Bobigny – Un camion RTL incendié. pic.twitter.com/boAcUX9Hsb
— Remy Buisine (@RemyBuisine) February 11, 2017
D’après la préfecture, il y aurait eu “quatre voitures incendiées, deux établissements commerciaux ainsi que la gare routière de Bobigny dégradés, plusieurs poubelles incendiées”. Son communiqué ajoute que “des effectifs de police ont dû intervenir pour porter secours à une jeune enfant se trouvant dans un véhicule en feu”. Une annonce qui a été débattue hier soir sur les réseaux sociaux, certains mettant en avant une communication mensongère de la préfecture : plusieurs témoins cités par le JDD racontent que ce ne serait pas les forces de l’ordre, mais des personnes participant à la mobilisation, qui auraient en fait sorti la fillette de la voiture. L’institution a fini par admettre ce dimanche que c’était bien un manifestant qui l’avait sauvée, comme le rapporte l’Express. En outre, d’après une source policière citée par le Parisien, 37 personnes auraient été interpellées dans la soirée suite aux échauffourées.
#manifestation #bobigny La préfecture de police salue le courage du jeune homme qui a sorti, hier, la fillette de la voiture en feu.

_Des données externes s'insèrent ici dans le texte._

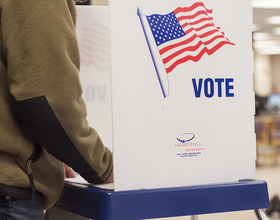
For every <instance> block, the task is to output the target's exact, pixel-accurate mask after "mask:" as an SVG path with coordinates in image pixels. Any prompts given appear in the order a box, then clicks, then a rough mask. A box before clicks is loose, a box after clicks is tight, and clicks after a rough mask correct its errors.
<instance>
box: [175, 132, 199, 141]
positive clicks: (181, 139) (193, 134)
mask: <svg viewBox="0 0 280 220" xmlns="http://www.w3.org/2000/svg"><path fill="white" fill-rule="evenodd" d="M194 138H195V135H194V134H192V133H185V134H181V135H180V136H179V137H177V140H178V141H179V142H181V143H186V142H189V141H191V140H192V139H194Z"/></svg>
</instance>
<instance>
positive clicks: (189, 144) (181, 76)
mask: <svg viewBox="0 0 280 220" xmlns="http://www.w3.org/2000/svg"><path fill="white" fill-rule="evenodd" d="M77 11H78V21H77V36H78V41H79V47H80V54H81V75H80V79H81V83H82V86H83V89H84V99H85V101H86V104H87V108H88V121H89V124H90V126H92V127H94V128H95V129H96V130H97V131H98V133H99V135H100V136H101V139H102V140H103V142H104V144H105V145H106V146H107V147H109V148H110V149H111V150H112V151H113V157H114V184H109V186H108V184H107V185H106V184H105V185H102V186H99V187H101V188H108V189H101V191H102V190H110V191H109V194H110V195H111V194H112V193H119V195H120V194H122V193H123V194H122V195H124V197H123V198H125V195H127V194H129V193H130V192H135V193H136V194H138V193H139V192H143V193H145V191H146V192H154V191H153V190H155V191H156V192H157V193H160V192H162V193H161V194H158V195H159V198H160V197H161V196H162V199H164V198H165V197H164V196H163V195H164V193H163V191H164V192H165V193H168V190H169V189H170V190H171V191H172V189H178V190H179V192H180V195H185V194H184V191H180V189H188V190H191V191H189V192H195V191H194V189H200V188H199V187H198V186H201V187H202V188H203V189H204V190H206V191H207V190H208V189H210V188H211V187H212V188H213V187H214V188H215V187H218V188H221V187H220V186H231V185H234V186H238V187H241V185H242V187H243V186H245V185H246V184H249V186H250V184H251V185H255V186H256V185H258V184H260V185H261V188H260V189H255V191H253V192H255V194H256V195H257V194H258V190H259V191H264V194H263V197H259V198H258V199H259V200H262V199H264V200H265V201H264V203H262V202H261V203H262V205H263V204H266V205H264V206H262V207H257V205H256V206H255V207H253V206H247V207H246V208H248V209H257V208H266V206H267V201H268V198H267V191H266V190H267V189H266V184H265V183H263V182H257V183H255V182H254V181H252V182H250V181H249V182H248V183H247V182H243V183H242V184H241V185H240V181H241V180H248V179H254V177H255V160H256V152H255V151H256V144H255V139H256V138H255V133H254V92H253V72H254V70H253V51H252V39H251V32H252V9H251V1H250V0H246V1H244V0H234V1H230V0H207V1H204V0H201V1H193V0H173V1H162V0H141V1H140V0H112V1H109V7H107V6H102V7H101V6H99V7H98V6H95V7H93V6H80V7H77ZM186 187H187V188H186ZM246 187H247V186H246ZM246 187H245V188H243V190H245V191H244V192H247V191H250V187H249V188H246ZM93 188H96V187H93ZM218 188H217V189H218ZM239 189H240V188H236V191H235V192H238V191H239ZM251 189H252V188H251ZM149 190H152V191H149ZM158 190H159V191H158ZM160 190H163V191H160ZM192 190H193V191H192ZM206 191H204V193H205V192H206ZM239 192H243V191H242V190H241V191H239ZM244 192H243V193H244ZM199 193H200V192H198V191H196V193H194V194H193V195H192V198H195V195H197V194H199ZM220 193H221V195H219V191H217V194H216V195H217V196H220V197H222V194H223V193H225V192H223V193H222V191H221V192H220ZM227 193H228V194H230V193H229V192H227ZM82 194H83V193H82ZM206 194H207V193H206ZM233 194H235V193H233ZM85 195H86V194H85ZM243 195H244V194H243ZM256 195H252V194H250V195H248V197H249V196H253V197H254V196H256ZM187 196H188V194H186V197H187ZM211 196H214V197H215V195H211ZM233 196H234V195H233ZM240 196H242V195H240ZM140 197H141V196H140ZM140 197H139V198H140ZM253 197H252V198H253ZM139 198H138V197H137V196H136V197H131V198H130V199H139ZM151 198H152V197H151ZM167 198H169V197H166V198H165V199H167ZM181 199H182V198H181ZM189 199H190V198H189ZM212 199H213V200H215V198H212ZM235 199H237V198H235ZM253 199H257V198H255V197H254V198H253ZM249 200H250V199H249ZM98 201H99V200H98ZM106 201H107V200H106ZM108 201H109V200H108ZM110 202H111V200H110ZM123 202H124V201H123ZM157 202H158V201H157ZM124 203H125V202H124ZM112 204H113V202H112ZM135 205H136V204H135ZM220 205H222V203H221V204H220ZM246 208H245V207H244V208H241V207H240V209H246ZM132 209H133V208H132ZM159 209H163V207H159ZM193 209H194V207H193ZM237 209H239V208H236V209H234V208H233V209H216V210H212V211H209V212H215V211H217V212H219V211H230V210H233V211H234V210H237ZM105 210H106V209H105ZM77 212H78V211H76V213H77ZM96 212H98V211H96ZM143 212H145V211H143ZM200 213H206V212H201V211H197V212H193V213H191V212H188V213H184V212H182V213H180V212H179V213H178V214H189V215H193V214H200ZM103 214H104V213H103ZM178 214H176V213H174V216H176V215H178ZM107 215H110V214H104V215H101V214H100V215H99V217H100V216H103V217H100V218H99V217H96V219H119V218H118V217H114V216H110V217H104V216H107ZM171 216H173V214H171V215H169V214H168V213H165V214H162V215H159V216H156V215H151V216H150V217H171ZM144 217H145V216H144ZM148 217H149V216H148ZM127 219H138V217H135V218H132V217H131V216H130V217H127ZM139 219H140V217H139Z"/></svg>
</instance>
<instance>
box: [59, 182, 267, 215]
mask: <svg viewBox="0 0 280 220" xmlns="http://www.w3.org/2000/svg"><path fill="white" fill-rule="evenodd" d="M56 207H57V208H60V209H63V210H65V211H69V212H72V213H75V214H78V215H81V216H84V217H87V218H91V219H94V220H138V219H149V218H161V217H175V216H186V215H200V214H208V213H218V212H231V211H241V210H250V209H252V210H254V209H264V208H267V207H269V197H268V191H267V184H266V182H264V181H259V180H243V181H239V182H235V183H225V184H217V185H203V186H191V187H179V188H166V189H143V190H135V191H121V192H114V191H112V190H106V189H100V188H97V187H94V186H85V185H79V184H73V183H70V182H65V185H64V190H63V194H62V196H61V198H60V200H59V202H58V203H57V204H56Z"/></svg>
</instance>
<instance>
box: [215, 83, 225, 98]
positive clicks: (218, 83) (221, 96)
mask: <svg viewBox="0 0 280 220" xmlns="http://www.w3.org/2000/svg"><path fill="white" fill-rule="evenodd" d="M224 81H225V80H224V79H215V82H216V83H217V84H218V97H222V83H223V82H224Z"/></svg>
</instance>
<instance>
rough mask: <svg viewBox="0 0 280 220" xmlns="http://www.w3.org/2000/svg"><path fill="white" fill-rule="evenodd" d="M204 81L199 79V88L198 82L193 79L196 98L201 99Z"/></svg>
mask: <svg viewBox="0 0 280 220" xmlns="http://www.w3.org/2000/svg"><path fill="white" fill-rule="evenodd" d="M202 81H203V79H199V83H198V87H197V84H196V80H195V79H192V82H193V89H194V94H195V97H196V98H199V97H200V95H201V88H202Z"/></svg>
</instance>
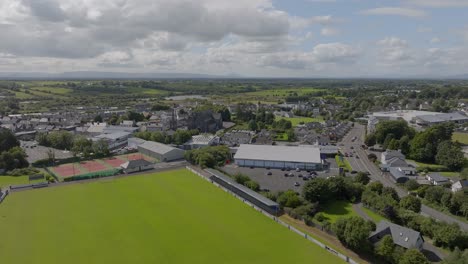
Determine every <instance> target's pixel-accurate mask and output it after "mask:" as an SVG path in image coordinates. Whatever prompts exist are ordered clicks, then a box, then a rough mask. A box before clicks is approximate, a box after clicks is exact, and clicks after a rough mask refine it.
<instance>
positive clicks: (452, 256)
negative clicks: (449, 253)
mask: <svg viewBox="0 0 468 264" xmlns="http://www.w3.org/2000/svg"><path fill="white" fill-rule="evenodd" d="M442 264H468V249H465V251H461V250H460V249H458V247H457V248H455V250H453V252H452V253H451V254H450V255H449V256H448V257H446V258H445V259H444V260H443V261H442Z"/></svg>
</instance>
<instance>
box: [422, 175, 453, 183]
mask: <svg viewBox="0 0 468 264" xmlns="http://www.w3.org/2000/svg"><path fill="white" fill-rule="evenodd" d="M426 179H427V180H428V181H429V182H430V183H431V184H433V185H444V184H446V183H448V182H450V181H449V179H447V178H446V177H444V176H442V175H440V174H439V173H429V174H427V175H426Z"/></svg>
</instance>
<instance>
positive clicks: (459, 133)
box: [452, 132, 468, 145]
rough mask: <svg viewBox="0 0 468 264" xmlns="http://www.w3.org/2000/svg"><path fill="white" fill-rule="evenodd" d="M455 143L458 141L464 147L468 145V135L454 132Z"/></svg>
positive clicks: (452, 136)
mask: <svg viewBox="0 0 468 264" xmlns="http://www.w3.org/2000/svg"><path fill="white" fill-rule="evenodd" d="M452 140H453V141H458V142H460V143H462V144H463V145H468V133H460V132H454V133H453V135H452Z"/></svg>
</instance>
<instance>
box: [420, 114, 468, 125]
mask: <svg viewBox="0 0 468 264" xmlns="http://www.w3.org/2000/svg"><path fill="white" fill-rule="evenodd" d="M418 119H420V120H422V121H425V122H428V123H440V122H447V121H460V120H468V116H466V115H462V114H460V113H458V112H454V113H440V114H436V115H422V116H418Z"/></svg>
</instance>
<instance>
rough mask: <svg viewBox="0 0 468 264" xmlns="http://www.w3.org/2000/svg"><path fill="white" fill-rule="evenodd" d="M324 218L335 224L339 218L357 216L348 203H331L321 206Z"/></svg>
mask: <svg viewBox="0 0 468 264" xmlns="http://www.w3.org/2000/svg"><path fill="white" fill-rule="evenodd" d="M323 208H324V210H323V211H322V212H323V214H324V216H325V217H326V218H328V219H327V220H328V221H329V222H330V223H335V222H336V221H337V220H338V218H340V217H350V216H358V214H357V213H356V212H355V211H354V210H353V206H352V204H351V203H350V202H348V201H332V202H328V203H326V204H325V205H324V206H323Z"/></svg>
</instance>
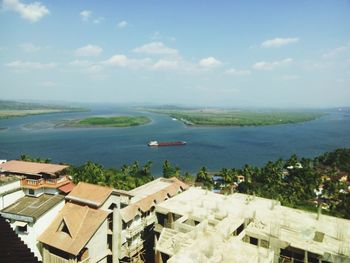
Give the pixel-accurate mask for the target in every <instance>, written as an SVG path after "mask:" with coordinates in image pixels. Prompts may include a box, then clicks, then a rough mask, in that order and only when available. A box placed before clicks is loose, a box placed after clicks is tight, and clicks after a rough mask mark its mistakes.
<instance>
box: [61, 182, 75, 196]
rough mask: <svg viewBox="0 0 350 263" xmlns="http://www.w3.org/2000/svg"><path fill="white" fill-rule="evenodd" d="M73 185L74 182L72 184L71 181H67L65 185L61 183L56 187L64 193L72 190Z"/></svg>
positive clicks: (67, 192)
mask: <svg viewBox="0 0 350 263" xmlns="http://www.w3.org/2000/svg"><path fill="white" fill-rule="evenodd" d="M74 187H75V184H73V183H72V182H69V183H67V184H65V185H62V186H61V187H59V188H58V189H59V190H60V191H62V192H63V193H65V194H69V193H70V192H71V191H72V190H73V188H74Z"/></svg>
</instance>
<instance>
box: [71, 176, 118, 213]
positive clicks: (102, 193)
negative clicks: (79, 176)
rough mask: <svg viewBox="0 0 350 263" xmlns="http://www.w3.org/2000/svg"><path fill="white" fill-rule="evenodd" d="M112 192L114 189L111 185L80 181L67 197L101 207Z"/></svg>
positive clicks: (85, 202) (95, 205)
mask: <svg viewBox="0 0 350 263" xmlns="http://www.w3.org/2000/svg"><path fill="white" fill-rule="evenodd" d="M112 192H113V189H112V188H110V187H105V186H100V185H94V184H88V183H83V182H80V183H78V185H77V186H76V187H74V188H73V190H72V191H71V192H70V194H69V195H67V196H66V199H68V200H73V201H77V202H79V203H85V204H87V205H92V206H96V207H100V206H101V205H102V204H103V203H104V202H105V201H106V200H107V198H108V197H109V196H110V195H111V193H112Z"/></svg>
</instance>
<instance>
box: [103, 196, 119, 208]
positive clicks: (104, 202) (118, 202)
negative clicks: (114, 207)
mask: <svg viewBox="0 0 350 263" xmlns="http://www.w3.org/2000/svg"><path fill="white" fill-rule="evenodd" d="M113 203H114V204H116V205H117V206H118V207H120V197H119V196H116V195H113V194H112V195H110V196H109V197H108V199H107V200H106V201H105V202H104V204H103V205H102V206H101V209H102V210H105V211H109V210H108V207H110V205H111V204H113Z"/></svg>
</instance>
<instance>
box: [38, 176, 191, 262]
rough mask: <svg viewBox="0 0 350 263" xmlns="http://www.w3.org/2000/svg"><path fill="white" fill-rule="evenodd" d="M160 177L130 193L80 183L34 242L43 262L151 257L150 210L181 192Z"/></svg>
mask: <svg viewBox="0 0 350 263" xmlns="http://www.w3.org/2000/svg"><path fill="white" fill-rule="evenodd" d="M186 188H187V186H186V185H185V184H183V183H182V182H180V181H179V180H177V179H176V178H172V179H163V178H159V179H157V180H155V181H152V182H150V183H148V184H145V185H143V186H141V187H139V188H136V189H134V190H132V191H122V190H115V189H112V188H109V187H103V186H98V185H91V184H87V183H79V184H78V185H77V186H76V187H75V188H74V189H73V190H72V191H71V193H70V194H69V195H67V196H66V204H65V206H64V208H63V210H62V211H61V212H60V213H59V214H58V215H57V217H56V218H55V219H54V220H53V222H52V224H51V225H50V226H49V227H48V228H47V230H46V231H45V232H44V233H43V234H42V235H41V236H40V237H39V238H38V240H39V241H40V243H41V244H42V246H43V250H42V253H43V262H44V263H45V262H55V263H68V262H69V263H73V262H84V263H85V262H141V261H142V260H143V259H144V258H145V257H147V256H149V255H151V257H153V240H154V231H153V227H154V223H155V215H154V208H155V205H156V204H157V203H159V202H162V201H164V200H166V199H168V198H169V197H171V196H174V195H176V194H177V193H179V192H181V191H183V190H184V189H186Z"/></svg>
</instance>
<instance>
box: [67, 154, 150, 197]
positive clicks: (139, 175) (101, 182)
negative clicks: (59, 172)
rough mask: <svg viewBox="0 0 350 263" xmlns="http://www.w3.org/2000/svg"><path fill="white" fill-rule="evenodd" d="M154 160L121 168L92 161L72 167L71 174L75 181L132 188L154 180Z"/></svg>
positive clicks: (119, 188)
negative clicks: (151, 167)
mask: <svg viewBox="0 0 350 263" xmlns="http://www.w3.org/2000/svg"><path fill="white" fill-rule="evenodd" d="M151 167H152V162H147V163H146V164H145V165H144V166H142V167H141V166H140V165H139V163H138V162H134V163H133V164H131V165H123V166H122V167H121V168H120V169H115V168H109V169H105V168H103V166H102V165H100V164H96V163H93V162H91V161H89V162H87V163H86V164H84V165H82V166H79V167H73V166H72V167H71V168H70V170H69V174H70V175H72V176H73V182H74V183H78V182H87V183H91V184H99V185H105V186H110V187H114V188H117V189H121V190H131V189H133V188H135V187H138V186H141V185H143V184H145V183H148V182H150V181H152V180H154V177H153V176H152V175H151Z"/></svg>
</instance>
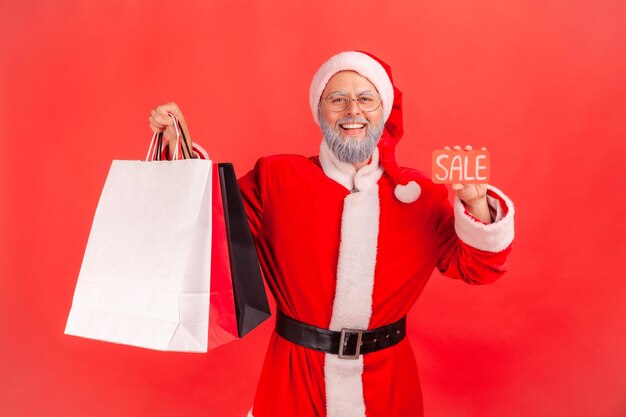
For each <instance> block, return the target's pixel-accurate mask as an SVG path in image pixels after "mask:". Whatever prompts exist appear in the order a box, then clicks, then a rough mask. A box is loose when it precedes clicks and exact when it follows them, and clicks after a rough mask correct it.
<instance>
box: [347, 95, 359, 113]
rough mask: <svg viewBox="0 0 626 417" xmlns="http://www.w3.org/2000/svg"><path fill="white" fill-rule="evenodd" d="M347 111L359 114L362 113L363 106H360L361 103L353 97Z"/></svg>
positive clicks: (347, 109) (349, 102) (356, 99)
mask: <svg viewBox="0 0 626 417" xmlns="http://www.w3.org/2000/svg"><path fill="white" fill-rule="evenodd" d="M346 113H347V114H349V115H357V114H361V108H360V107H359V103H358V102H357V99H355V98H353V99H351V100H350V102H349V103H348V108H347V109H346Z"/></svg>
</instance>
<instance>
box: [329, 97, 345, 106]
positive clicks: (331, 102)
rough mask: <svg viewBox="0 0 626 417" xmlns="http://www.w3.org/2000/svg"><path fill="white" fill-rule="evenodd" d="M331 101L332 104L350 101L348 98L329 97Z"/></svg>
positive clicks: (344, 102) (339, 103)
mask: <svg viewBox="0 0 626 417" xmlns="http://www.w3.org/2000/svg"><path fill="white" fill-rule="evenodd" d="M329 100H330V103H331V104H344V103H346V102H347V101H348V98H347V97H346V96H333V97H329Z"/></svg>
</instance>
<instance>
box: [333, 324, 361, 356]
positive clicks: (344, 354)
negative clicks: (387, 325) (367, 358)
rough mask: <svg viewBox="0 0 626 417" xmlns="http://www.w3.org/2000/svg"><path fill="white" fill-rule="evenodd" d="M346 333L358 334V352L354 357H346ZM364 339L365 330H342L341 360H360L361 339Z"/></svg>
mask: <svg viewBox="0 0 626 417" xmlns="http://www.w3.org/2000/svg"><path fill="white" fill-rule="evenodd" d="M346 333H356V334H357V339H356V351H355V353H354V354H353V355H346V354H345V353H344V351H343V350H344V348H345V347H346V345H347V344H348V342H346ZM362 337H363V330H359V329H346V328H343V329H341V337H340V338H339V352H338V353H339V359H359V355H360V354H361V339H362Z"/></svg>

— Préfecture de Police (@prefpolice) February 12, 2017
Tennessee, 29 ans, est venue de Villepinte. Si elle ne cautionne pas les débordements – “c’est dommage que ça se passe comme ça” – elle comprend également que “les gens soient en colère” : “Ils répondent à la violence par la violence… Même si ce n’est pas ce qu’on veut, c’est un peu leur seul moyen de manifester.” Djamila, elle, n’a eu de cesse “d’appeler au calme” cet après-midi. Cette retraitée résidant à Saint-Denis s’est fait mal à l’épaule, chutant lors d’un mouvement de panique causé par les gaz lacrymogènes. Elle a peur :
“Ce que j’ai vu ce soir, ça restera gravé. J’ai l’impression de revivre les émeutes de 2005. Les plaies ne sont pas encore refermées.”
L’air est un peu suffocant, les rues bloquées. Un jeune homme dit à ses potes : « C’est bon, les gars, ça sert à rien tout ça, on rentre et on se prend un Grec. » On le leur souhaite mais on ne sait pas s’ils sont arrivés à bon port : près du tribunal, les transports ne passaient plus.